- Cover of the first issue

Publication information
- Publisher: Marvel Comics
- Schedule: Monthly
- Format: Limited series
- Genre: Horror;
- Publication date: January 2014
- No. of issues: 15

Creative team
- Created by: George A. Romero
- Written by: George A. Romero
- Artist(s): Alex Maleev (Act One) Dalibor Talajic (Act Two) Andrea Mutti (Act Three)

Collected editions
- Empire of the Dead: Act One: ISBN 0785185178

= Empire of the Dead =

Comic book limited series

Empire of the Dead, also known as George Romero's Empire of the Dead, is a limited series of comic books by Marvel Comics, that began publication in 2014.

It is written by George A. Romero, his second comic after "The Death of Death", a six-issue zombie action mini-series he wrote for the DC Comics anthology Toe Tags in 2004 and 2005. Empire features zombies similar to those in his Living Dead series of films. One way the series departs from his films is that vampires are also part of the story.

==Publication history==
The series was announced in October 2013, as a 15-issue miniseries, split between three 5-issue acts.

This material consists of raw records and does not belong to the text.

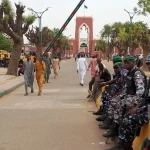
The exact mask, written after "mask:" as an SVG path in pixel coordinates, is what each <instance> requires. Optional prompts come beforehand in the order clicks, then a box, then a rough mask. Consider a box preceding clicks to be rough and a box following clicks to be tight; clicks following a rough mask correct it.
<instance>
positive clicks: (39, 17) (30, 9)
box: [28, 7, 51, 55]
mask: <svg viewBox="0 0 150 150" xmlns="http://www.w3.org/2000/svg"><path fill="white" fill-rule="evenodd" d="M49 8H51V7H47V8H46V9H45V10H44V11H42V12H36V11H34V10H33V9H32V8H28V10H30V11H32V12H33V13H34V14H36V16H37V18H38V20H39V41H40V48H41V51H40V55H42V52H43V51H42V16H43V14H44V13H45V12H46V11H48V9H49Z"/></svg>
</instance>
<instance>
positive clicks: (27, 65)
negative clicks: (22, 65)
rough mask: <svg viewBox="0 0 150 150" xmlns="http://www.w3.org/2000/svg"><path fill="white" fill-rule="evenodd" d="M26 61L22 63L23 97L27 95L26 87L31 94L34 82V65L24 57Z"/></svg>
mask: <svg viewBox="0 0 150 150" xmlns="http://www.w3.org/2000/svg"><path fill="white" fill-rule="evenodd" d="M26 58H27V60H26V61H25V62H24V63H23V67H24V82H25V92H26V93H25V96H27V95H28V87H30V88H31V93H33V92H34V90H33V82H34V63H33V62H32V61H31V60H30V56H29V55H27V56H26Z"/></svg>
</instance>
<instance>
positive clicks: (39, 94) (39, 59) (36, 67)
mask: <svg viewBox="0 0 150 150" xmlns="http://www.w3.org/2000/svg"><path fill="white" fill-rule="evenodd" d="M45 69H46V65H45V63H44V61H43V57H42V56H41V57H40V59H39V61H37V62H36V63H35V71H36V80H37V83H38V87H39V91H38V95H39V96H40V95H41V93H42V87H43V81H44V71H45Z"/></svg>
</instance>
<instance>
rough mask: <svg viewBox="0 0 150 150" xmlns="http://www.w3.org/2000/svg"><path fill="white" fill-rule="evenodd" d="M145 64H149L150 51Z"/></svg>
mask: <svg viewBox="0 0 150 150" xmlns="http://www.w3.org/2000/svg"><path fill="white" fill-rule="evenodd" d="M146 64H150V53H149V54H148V56H147V57H146Z"/></svg>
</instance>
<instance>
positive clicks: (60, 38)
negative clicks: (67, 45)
mask: <svg viewBox="0 0 150 150" xmlns="http://www.w3.org/2000/svg"><path fill="white" fill-rule="evenodd" d="M52 31H53V38H54V37H55V36H56V34H57V33H58V32H59V29H58V28H54V29H53V30H52ZM68 43H69V41H68V38H67V37H66V36H64V35H63V34H61V35H60V37H59V38H58V40H57V41H56V42H55V44H54V46H53V55H55V54H56V53H58V52H60V53H61V55H62V54H65V50H66V45H68Z"/></svg>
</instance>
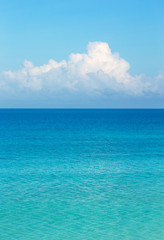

Act One launched in January 2014, with art by Alex Maleev, and ended in June 2014. Act Two, which featured art by Dalibor Talajic, began in September 2014 and ended in January 2015. The final act, Act Three, features art by Andrea Mutti and began in April 2015 and ended in August 2015.

==Collected editions==

| Title | Material collected | Released | Softcover ISBN |
|---|---|---|---|
| Empire of the Dead: Act One | Empire of the Dead: Act One #1-5 | August 2014 | 978-0785185178 |
| Empire of the Dead: Act Two | Empire of the Dead: Act Two #1-5 | March 2015 | 978-0785185192 |
| Empire of the Dead: Act Three | Empire of the Dead: Act Three #1-5 | October 2015 | 978-0785185208 |

==TV series==
In 2015, it was announced at Cannes that the production company Demarest was developing the comic series in to a TV series. The series was going to be written and executive produced by Romero and Peter Grunwald, with Sam Englebardt and William D. Johnson also executive producing. Nothing was ever created from the proposal.